Stinnett v. Tam

In Stinnett v. Tam (2011) 198 Cal.App.4th 1412, the plaintiff argued that section 3333.2 was no longer rational because medical malpractice insurance rates were no longer "skyrocketing" or threatening the availability of health care, and because Proposition 103 empowered the Insurance Commissioner to regulate and prescribe malpractice insurance rates. The court of appeal acknowledged that "'"the constitutionality of a statute predicated upon the existence of a particular state of facts may be challenged by showing to the court that those facts have ceased to exist."' " (Id. at p. 1428.) It concluded that the principle of changed circumstances was not applicable, however, because the Supreme Court in Fein "did not find section 3333.2 constitutional based on a particular set of facts, i.e., whether a medical malpractice insurance crisis actually existed, but instead did so based on the Legislature's power to determine whether such a crisis existed and to craft remedies to solve the crisis the Legislature found." (Id. at p. 1430.) The Stinnett court also substantively rejected the plaintiff's implicit contentions that section 3333.2 was obsolete or no longer necessary to reduce medical malpractice costs.

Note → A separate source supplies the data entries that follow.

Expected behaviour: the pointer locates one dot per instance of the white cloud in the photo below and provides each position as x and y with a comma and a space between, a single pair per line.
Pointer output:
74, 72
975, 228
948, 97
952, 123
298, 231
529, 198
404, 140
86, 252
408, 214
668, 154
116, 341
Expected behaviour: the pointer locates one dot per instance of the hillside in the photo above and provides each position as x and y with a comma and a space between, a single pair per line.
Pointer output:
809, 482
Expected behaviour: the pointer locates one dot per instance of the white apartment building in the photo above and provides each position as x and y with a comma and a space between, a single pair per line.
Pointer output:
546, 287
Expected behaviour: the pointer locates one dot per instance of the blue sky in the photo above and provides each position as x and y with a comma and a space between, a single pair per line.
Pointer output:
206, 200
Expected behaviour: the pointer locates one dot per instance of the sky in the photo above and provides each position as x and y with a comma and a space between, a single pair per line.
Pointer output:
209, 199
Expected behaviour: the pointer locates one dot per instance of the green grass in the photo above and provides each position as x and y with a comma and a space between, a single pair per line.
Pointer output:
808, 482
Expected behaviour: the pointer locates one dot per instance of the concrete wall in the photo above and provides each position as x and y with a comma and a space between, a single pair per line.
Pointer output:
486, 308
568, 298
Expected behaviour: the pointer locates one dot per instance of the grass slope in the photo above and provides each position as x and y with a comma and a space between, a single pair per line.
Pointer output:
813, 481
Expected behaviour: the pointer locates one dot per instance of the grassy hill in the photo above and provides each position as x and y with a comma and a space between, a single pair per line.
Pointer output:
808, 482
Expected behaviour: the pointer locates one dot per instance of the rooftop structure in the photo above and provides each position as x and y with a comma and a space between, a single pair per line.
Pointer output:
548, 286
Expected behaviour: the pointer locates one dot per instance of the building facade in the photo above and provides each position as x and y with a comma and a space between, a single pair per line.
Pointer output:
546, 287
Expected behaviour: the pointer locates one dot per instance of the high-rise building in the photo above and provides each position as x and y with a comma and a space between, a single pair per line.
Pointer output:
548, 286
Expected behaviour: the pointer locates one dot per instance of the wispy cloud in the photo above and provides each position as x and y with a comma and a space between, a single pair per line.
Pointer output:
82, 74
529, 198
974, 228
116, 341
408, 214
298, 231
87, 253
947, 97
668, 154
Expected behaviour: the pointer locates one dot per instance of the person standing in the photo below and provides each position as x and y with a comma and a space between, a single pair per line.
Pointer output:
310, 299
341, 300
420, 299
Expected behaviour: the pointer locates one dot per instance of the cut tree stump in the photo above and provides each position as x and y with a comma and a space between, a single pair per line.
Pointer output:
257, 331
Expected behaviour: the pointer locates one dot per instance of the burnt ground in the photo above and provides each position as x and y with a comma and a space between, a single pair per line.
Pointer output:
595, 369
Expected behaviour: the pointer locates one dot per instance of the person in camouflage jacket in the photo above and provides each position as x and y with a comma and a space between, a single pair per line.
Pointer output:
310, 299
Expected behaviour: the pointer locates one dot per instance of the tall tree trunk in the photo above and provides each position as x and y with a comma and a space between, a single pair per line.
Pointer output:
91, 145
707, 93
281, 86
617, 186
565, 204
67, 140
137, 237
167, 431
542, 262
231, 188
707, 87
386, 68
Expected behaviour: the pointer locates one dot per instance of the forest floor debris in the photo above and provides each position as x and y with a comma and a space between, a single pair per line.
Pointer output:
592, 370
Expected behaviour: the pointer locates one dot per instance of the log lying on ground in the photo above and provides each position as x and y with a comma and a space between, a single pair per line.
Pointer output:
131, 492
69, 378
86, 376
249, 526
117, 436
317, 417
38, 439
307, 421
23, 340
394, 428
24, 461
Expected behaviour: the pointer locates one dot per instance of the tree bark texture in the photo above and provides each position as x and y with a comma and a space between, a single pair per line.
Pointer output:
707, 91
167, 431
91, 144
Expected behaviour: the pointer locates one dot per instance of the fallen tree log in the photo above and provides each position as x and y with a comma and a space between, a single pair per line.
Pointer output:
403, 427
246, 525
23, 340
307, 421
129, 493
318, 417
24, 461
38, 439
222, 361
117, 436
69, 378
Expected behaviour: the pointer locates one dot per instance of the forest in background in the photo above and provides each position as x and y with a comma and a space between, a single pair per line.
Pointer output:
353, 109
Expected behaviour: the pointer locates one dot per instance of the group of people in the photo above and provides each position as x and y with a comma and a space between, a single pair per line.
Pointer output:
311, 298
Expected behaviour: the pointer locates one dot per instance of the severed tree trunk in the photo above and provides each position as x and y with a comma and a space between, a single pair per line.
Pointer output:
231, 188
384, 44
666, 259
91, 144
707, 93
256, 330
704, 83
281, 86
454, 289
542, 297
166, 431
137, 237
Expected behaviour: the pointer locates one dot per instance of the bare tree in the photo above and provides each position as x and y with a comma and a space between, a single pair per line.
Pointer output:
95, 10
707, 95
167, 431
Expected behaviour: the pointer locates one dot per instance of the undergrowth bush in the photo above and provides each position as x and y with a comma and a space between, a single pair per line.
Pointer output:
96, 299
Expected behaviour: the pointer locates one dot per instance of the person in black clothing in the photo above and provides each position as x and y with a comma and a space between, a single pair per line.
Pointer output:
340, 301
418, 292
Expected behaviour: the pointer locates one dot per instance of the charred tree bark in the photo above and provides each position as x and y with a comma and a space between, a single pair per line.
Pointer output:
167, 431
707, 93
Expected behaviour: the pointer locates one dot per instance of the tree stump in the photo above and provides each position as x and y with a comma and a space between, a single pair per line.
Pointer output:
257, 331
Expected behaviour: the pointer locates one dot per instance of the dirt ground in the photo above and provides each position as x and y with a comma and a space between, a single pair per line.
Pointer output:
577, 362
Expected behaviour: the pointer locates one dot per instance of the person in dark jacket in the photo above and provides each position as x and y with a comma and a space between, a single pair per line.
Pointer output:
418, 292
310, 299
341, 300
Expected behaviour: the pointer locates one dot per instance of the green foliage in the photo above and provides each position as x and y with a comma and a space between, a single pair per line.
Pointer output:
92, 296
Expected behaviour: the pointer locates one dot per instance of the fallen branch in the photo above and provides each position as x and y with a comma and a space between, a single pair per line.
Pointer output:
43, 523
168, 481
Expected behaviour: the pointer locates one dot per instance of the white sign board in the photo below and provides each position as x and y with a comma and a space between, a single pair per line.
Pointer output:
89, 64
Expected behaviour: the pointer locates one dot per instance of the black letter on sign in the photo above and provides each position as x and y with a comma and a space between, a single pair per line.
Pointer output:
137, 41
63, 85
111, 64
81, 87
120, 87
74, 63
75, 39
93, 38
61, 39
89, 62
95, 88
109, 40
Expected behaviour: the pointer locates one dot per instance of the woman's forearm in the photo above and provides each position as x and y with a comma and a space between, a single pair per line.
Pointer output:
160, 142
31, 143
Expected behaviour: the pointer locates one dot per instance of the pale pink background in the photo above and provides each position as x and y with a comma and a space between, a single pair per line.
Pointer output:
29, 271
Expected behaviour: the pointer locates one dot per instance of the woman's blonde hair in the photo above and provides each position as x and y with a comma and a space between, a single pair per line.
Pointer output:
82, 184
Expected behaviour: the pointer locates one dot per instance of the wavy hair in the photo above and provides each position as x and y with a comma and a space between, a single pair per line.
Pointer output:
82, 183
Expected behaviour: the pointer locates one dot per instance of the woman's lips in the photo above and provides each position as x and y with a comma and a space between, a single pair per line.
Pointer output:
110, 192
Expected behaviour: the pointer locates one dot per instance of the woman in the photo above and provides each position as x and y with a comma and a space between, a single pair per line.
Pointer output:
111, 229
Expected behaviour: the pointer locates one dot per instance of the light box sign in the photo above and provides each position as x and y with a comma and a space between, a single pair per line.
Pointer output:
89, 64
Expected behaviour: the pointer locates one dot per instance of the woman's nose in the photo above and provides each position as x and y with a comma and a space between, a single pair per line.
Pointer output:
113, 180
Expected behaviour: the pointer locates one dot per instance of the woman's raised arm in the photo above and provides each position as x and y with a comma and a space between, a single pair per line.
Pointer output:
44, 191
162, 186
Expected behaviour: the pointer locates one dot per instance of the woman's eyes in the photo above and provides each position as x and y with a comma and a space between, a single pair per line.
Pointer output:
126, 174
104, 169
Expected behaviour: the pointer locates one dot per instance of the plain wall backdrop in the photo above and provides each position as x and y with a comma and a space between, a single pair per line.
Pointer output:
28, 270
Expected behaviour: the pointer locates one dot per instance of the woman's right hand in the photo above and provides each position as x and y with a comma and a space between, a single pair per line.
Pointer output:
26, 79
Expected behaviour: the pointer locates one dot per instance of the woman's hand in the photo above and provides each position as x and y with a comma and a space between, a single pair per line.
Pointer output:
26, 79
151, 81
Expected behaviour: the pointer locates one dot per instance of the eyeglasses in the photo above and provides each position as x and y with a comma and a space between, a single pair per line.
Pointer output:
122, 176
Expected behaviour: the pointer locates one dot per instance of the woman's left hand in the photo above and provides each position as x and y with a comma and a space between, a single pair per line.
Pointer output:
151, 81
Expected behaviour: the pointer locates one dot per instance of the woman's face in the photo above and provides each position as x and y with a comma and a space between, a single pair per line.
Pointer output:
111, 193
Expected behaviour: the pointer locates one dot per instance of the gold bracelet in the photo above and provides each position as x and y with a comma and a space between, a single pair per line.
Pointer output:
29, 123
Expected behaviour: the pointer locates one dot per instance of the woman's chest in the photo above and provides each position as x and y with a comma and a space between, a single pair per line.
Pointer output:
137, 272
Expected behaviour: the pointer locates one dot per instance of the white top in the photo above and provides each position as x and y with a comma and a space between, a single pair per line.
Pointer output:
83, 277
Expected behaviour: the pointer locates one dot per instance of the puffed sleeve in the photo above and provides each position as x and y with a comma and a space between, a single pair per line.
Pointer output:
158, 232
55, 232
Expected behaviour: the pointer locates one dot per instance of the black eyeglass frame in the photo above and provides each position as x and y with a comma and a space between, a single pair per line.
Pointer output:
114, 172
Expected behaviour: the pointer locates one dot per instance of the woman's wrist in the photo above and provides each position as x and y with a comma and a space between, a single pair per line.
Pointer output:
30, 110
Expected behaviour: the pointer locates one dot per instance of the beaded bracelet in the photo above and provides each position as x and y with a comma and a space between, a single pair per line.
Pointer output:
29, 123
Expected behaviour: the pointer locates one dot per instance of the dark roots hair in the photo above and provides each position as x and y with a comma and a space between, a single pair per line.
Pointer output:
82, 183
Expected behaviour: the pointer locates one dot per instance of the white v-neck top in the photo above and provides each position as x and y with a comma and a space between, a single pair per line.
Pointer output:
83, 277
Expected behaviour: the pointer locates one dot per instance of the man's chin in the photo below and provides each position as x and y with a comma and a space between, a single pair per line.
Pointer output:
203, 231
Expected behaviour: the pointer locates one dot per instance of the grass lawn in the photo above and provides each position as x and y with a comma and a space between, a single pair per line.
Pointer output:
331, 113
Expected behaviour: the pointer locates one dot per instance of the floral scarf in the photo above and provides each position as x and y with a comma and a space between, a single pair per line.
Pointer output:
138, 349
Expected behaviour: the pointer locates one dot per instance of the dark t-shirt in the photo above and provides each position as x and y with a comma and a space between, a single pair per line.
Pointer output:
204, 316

Relying on American Bank, supra, 36 Cal.3d at p. 374, the court explained that "'the constitutionality of a measure under the equal protection clause does not depend on a court's assessment of the empirical success or failure of the measure's provisions,' and the equal protection clause is satisfied by the court's conclusion that, from the information before it, 'the Legislature could rationally have decided that the enactment might serve its insurance cost reduction objective.'" (Stinnett, supra, 198 Cal.App.4th at p. 1430.) The court further explained that the circumstances in which a court may deem a law unconstitutional in light of changed conditions are "'quite narrow' (Santa Monica Beach, Ltd. v. Superior Court (1999) 19 Cal.4th 952, 973 )" (Stinnett, supra, 198 Cal.App.4th at p. 1430), and suggested that the plaintiff would be better served by addressing her concerns to the Legislature, as "it is not the judiciary's function to determine when constitutionally valid legislation has served its purpose." (Id. at pp. 1430-1431.)